Wi-Fiや5Gなどは「デジタル毒」なのか
デジタル毒という言葉をご存じですか?
現代社会において、子どもたちは様々な形の電磁波に囲まれて生活しています。スマートフォン、タブレット、Wi-Fiなど、日常生活の多くの部分がこれらに依存しています。これらの電磁波が子どもの健康にどのような影響を与えるのか、科学的根拠に基づいて考察します。
電磁波の入口としての目と皮膚

電磁波が目や皮膚を通じて体内に入るという説には、現在のところ確固たる科学的根拠はありません。目の網膜が非常に強い交流磁界にばく露されると、光を感じる現象が生じることが知られていますが、日常生活におけるレベルでは起こり得ません
電磁波の「入り口」とされる部分

目と皮膚(汗腺): 目の網膜は電磁波に敏感な組織の一つとされていますが、日常生活で遭遇するレベルでの明確な健康への影響は確認されていません。また、皮膚や汗腺が電磁波を受け取る「アンテナ」として機能するという確かな科学的根拠は見つかっていません。
デジタル毒とされる現象

- VGCCsと神経細胞: 電磁波がVGCCsに影響を与えるという仮説はありますが、これが神経細胞内のカルシウム濃度の上昇や発達障害に直接的な影響を及ぼすという証拠は限定的です。
- 酸化ストレス: 電磁波が活性酸素の産出に関わるとする報告もありますが、これが健康への直接的な悪影響をもたらすという明確な証拠は不足しています。
遺伝子への影響
WHO(世界保健機関)やその専門組織であるIARC(国際がん研究機関)の見解は、いくつかの重要な点に焦点を当てています。
- 超低周波磁界(低周波電磁界)の評価: WHOの専門機関であるIARCは、超低周波磁界について「ヒトに対して発がん性があるかもしれない」という発がんハザード評価をしています。これは、特に小児白血病のリスク上昇との関連において一貫した関連が認められることに基づいています。しかし、WHO本部はその後、小児白血病に関連する証拠は因果関係とみなせるほど強いものではないとの見解を示しています。
- 高周波電磁界の評価: IARCは2011年に非電離放射線のうち無線周波電磁界(30 kHz-300 GHz)についてヒトに対する発がん性評価を行い、2B分類(ヒトに対して発がん性がある可能性がある)としています。この分類は、高周波電磁界の健康影響調査に対する体系的とりまとめの目的で行われました。
これらの見解から、無線周波数電磁波に関する発がん性のリスクは、現在のところ、完全に確定されているわけではなく、引き続き研究が必要であることが示されています。

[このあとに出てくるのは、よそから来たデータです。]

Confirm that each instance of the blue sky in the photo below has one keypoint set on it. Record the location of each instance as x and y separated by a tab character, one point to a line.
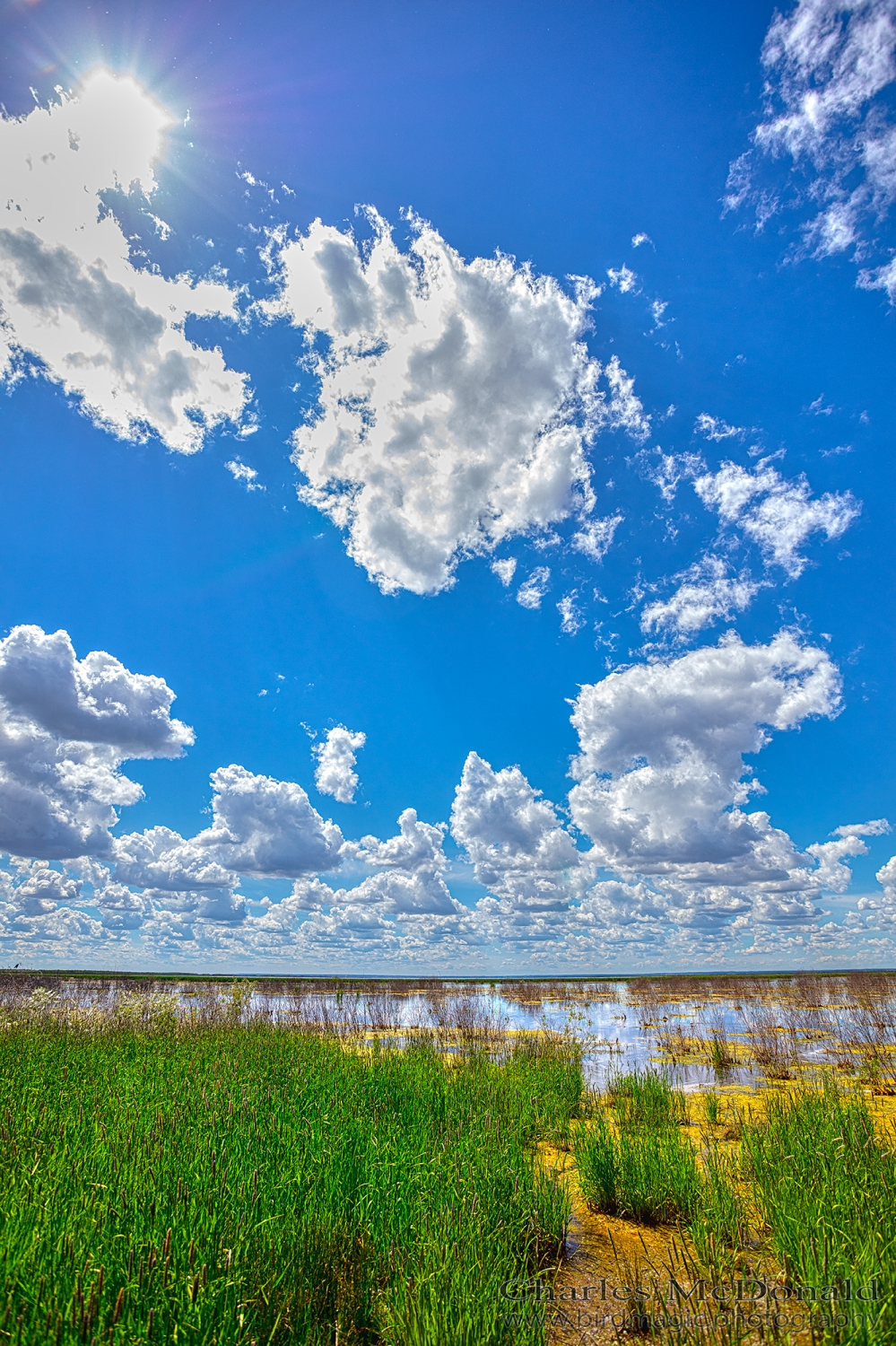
393	384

また、これらの周波数帯の電磁波による他の健康影響に関する証拠はさらに弱いとされています。
電磁波と腸内フローラ

電磁波が腸内フローラに影響を与えるという直接的な科学的証拠は現在のところ見つかっていません。腸内環境に影響を与える要因は多岐にわたり、デジタルデバイスの使用だけが原因とは言えません。
まとめ
電磁波と言っても本当に様々なものがあり、宇宙から降り注ぐものもあればスマホから発生するものもあり、いわゆるレントゲンの時に使用するX線のようなものなど含めてひとまとめにして絶対に危険だと断定するのはとても危険です。
電磁波の危険性をうたうことは、非常に集客力があり色々な人が食いついてくるコンテンツではあるのですが、常に何が正しいかどうかを自身で調べる癖をつけることが大事です。